客厅里站着个穿白衬衫的男人,袖口卷到小臂,露出腕上块简单的银表。是祁言。他比在疯人院时看着更清瘦些,手里拎着个黑色公文包,正和苏明宇说话,侧脸线条干净,镜片后的眼睛没什么情绪。
看见我下楼,他朝我弯了弯嘴角,不算笑,却比在疯人院时温和些:“林晚,恢复得怎么样?”
苏明宇接过话:“祁医生费心了,她这两天挺乖的,没再闹。”他说“乖”的时候,眼神扫过我,像在检查一件修复好的旧物。
苏柔凑到苏明轩身边,小声说:“祁医生,姐姐是不是真的好了?她昨天还帮我捡了掉在地上的发夹呢。”

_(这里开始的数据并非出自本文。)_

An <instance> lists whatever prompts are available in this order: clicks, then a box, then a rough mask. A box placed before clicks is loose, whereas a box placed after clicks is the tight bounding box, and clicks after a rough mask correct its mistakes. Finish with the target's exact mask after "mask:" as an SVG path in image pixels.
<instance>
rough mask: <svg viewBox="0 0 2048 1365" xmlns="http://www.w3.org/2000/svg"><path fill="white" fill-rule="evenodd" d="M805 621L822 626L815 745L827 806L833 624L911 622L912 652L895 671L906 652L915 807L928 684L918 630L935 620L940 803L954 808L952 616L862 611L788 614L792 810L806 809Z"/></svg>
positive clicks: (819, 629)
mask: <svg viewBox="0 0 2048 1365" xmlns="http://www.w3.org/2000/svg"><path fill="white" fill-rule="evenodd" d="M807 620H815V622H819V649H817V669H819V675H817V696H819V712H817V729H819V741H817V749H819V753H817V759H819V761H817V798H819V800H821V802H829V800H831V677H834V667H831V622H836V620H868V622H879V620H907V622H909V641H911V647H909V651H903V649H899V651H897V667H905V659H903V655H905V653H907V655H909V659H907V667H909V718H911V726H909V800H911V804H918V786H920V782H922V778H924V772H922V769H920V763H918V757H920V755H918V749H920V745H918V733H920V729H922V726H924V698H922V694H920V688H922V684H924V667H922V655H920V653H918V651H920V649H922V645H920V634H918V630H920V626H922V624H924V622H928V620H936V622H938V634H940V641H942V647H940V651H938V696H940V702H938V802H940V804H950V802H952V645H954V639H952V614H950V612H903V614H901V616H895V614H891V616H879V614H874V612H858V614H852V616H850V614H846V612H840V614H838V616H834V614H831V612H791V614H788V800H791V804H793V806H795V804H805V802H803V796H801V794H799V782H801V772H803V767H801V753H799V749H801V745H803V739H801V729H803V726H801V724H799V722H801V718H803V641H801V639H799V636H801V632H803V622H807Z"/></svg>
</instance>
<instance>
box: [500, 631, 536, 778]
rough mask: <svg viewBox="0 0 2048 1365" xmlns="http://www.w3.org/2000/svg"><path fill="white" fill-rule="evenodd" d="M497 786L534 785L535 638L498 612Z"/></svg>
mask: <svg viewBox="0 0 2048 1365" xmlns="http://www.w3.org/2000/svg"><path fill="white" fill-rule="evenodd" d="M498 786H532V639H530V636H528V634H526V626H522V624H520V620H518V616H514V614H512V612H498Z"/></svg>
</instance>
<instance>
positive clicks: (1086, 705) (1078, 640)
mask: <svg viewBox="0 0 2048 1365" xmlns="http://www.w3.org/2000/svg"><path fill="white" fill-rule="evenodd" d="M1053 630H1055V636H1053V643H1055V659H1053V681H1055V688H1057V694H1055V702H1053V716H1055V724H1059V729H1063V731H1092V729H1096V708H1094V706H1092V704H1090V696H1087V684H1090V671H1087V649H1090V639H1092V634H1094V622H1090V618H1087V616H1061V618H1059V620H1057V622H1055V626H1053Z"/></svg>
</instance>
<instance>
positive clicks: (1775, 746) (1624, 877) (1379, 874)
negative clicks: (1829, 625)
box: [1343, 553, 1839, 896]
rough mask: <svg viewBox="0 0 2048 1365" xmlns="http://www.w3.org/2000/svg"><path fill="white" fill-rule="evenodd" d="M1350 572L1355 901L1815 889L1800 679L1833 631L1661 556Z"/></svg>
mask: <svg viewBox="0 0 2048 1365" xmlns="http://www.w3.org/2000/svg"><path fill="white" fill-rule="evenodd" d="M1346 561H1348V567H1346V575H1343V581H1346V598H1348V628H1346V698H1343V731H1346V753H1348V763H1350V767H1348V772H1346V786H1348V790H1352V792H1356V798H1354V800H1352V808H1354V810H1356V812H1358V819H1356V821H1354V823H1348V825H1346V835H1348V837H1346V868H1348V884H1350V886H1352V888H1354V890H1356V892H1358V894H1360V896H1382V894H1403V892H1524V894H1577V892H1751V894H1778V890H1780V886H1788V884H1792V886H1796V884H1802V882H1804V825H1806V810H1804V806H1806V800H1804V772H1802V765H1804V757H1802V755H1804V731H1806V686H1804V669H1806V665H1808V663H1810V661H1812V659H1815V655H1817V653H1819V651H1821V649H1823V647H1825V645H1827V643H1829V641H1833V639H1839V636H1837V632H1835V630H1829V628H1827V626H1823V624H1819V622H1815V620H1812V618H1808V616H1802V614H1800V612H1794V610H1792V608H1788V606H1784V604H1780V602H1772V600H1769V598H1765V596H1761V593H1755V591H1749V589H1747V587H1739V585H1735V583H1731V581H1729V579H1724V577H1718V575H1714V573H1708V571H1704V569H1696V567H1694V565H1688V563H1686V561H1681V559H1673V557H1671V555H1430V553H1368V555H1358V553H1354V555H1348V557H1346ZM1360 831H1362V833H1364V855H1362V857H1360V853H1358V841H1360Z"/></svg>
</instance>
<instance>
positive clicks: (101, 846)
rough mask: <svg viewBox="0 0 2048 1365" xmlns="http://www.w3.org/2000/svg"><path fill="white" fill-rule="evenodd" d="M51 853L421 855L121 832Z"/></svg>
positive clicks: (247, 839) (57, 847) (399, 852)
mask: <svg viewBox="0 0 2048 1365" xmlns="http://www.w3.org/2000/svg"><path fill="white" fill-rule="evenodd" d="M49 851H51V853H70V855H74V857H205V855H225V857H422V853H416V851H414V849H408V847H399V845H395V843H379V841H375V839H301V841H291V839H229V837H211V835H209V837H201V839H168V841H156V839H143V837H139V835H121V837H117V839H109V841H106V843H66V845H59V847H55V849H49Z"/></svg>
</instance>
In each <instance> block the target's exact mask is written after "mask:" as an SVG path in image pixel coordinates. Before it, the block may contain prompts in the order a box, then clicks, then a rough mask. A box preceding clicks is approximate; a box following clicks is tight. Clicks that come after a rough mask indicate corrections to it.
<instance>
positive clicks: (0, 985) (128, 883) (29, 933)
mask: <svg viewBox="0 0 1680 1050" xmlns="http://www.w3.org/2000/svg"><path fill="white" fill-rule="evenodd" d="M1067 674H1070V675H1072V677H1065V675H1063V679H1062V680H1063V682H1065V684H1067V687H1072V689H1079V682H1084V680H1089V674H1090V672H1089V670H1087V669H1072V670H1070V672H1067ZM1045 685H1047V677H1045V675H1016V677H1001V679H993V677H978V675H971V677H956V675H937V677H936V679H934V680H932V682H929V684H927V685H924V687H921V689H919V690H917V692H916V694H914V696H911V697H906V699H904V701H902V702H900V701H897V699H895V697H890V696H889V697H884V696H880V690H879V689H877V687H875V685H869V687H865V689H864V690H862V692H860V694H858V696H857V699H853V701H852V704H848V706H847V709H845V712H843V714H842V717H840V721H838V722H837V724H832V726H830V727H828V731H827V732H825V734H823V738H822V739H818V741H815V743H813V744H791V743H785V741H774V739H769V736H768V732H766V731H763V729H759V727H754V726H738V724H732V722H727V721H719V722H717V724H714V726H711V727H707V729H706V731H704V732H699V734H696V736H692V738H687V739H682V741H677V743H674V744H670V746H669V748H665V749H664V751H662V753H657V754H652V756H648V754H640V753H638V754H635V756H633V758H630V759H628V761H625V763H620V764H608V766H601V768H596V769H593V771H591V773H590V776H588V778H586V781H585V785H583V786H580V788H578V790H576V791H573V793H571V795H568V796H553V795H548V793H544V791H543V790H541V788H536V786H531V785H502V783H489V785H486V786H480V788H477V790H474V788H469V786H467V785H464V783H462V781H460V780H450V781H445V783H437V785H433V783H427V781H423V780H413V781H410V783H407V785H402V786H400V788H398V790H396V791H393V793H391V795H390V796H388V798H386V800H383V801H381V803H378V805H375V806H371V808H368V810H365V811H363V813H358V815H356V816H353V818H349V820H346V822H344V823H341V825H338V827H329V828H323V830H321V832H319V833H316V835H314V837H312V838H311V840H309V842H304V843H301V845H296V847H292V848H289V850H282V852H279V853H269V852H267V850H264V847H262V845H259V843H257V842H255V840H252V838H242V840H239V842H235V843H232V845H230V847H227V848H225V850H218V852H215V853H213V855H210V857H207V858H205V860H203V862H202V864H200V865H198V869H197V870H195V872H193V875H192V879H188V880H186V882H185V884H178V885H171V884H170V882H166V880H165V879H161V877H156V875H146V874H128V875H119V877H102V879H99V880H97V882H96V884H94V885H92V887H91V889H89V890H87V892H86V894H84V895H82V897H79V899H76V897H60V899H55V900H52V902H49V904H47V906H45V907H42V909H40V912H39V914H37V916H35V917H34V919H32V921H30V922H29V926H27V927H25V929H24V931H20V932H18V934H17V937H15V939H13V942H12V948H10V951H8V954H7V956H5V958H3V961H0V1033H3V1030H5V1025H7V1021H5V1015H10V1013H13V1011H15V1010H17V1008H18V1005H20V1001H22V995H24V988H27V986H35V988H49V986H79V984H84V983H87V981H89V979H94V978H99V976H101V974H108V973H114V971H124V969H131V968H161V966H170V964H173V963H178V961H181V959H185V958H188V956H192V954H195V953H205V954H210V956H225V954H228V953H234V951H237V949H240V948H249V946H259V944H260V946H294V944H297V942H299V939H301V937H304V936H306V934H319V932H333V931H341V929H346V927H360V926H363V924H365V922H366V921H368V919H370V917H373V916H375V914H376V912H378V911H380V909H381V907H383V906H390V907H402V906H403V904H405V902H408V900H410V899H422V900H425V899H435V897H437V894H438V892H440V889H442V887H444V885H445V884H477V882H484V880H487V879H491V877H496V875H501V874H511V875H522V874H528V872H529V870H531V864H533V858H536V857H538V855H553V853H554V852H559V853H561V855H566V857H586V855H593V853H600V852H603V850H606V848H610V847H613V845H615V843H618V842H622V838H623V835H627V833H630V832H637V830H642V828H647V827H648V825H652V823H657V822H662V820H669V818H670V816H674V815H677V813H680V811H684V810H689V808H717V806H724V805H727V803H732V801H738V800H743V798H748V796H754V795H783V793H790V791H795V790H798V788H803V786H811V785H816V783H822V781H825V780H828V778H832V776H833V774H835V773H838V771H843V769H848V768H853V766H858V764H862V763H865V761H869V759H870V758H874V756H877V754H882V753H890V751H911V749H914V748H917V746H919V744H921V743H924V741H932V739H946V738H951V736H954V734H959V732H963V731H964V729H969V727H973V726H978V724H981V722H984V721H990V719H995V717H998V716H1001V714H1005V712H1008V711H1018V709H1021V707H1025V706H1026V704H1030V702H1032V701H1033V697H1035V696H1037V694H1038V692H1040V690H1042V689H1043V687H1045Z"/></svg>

我确实捡了。昨天她故意把发夹掉在我脚边,我弯腰拾起来递过去时,她指尖“不小心”划了我手背一下,没破,却留下道红痕。我当时还冲她笑了笑,说“小心点”——哥哥们瞧见了,都夸我“懂事了”。
祁言没接苏柔的话,只看着我:“能单独聊聊吗?”
苏明宇愣了下,大概没想到医生要和我单独谈。苏明哲皱眉:“有什么不能当着我们说的?”
“病人的心理状态,需要单独沟通。”祁言语气平淡,却带着种不容置疑的笃定,“放心,我就问几句。”
哥哥们最终还是让开了。祁言带我进了阳台,拉上了玻璃门,把客厅里的说话声隔在了外面。风从栏杆缝里钻进来,带着点凉意。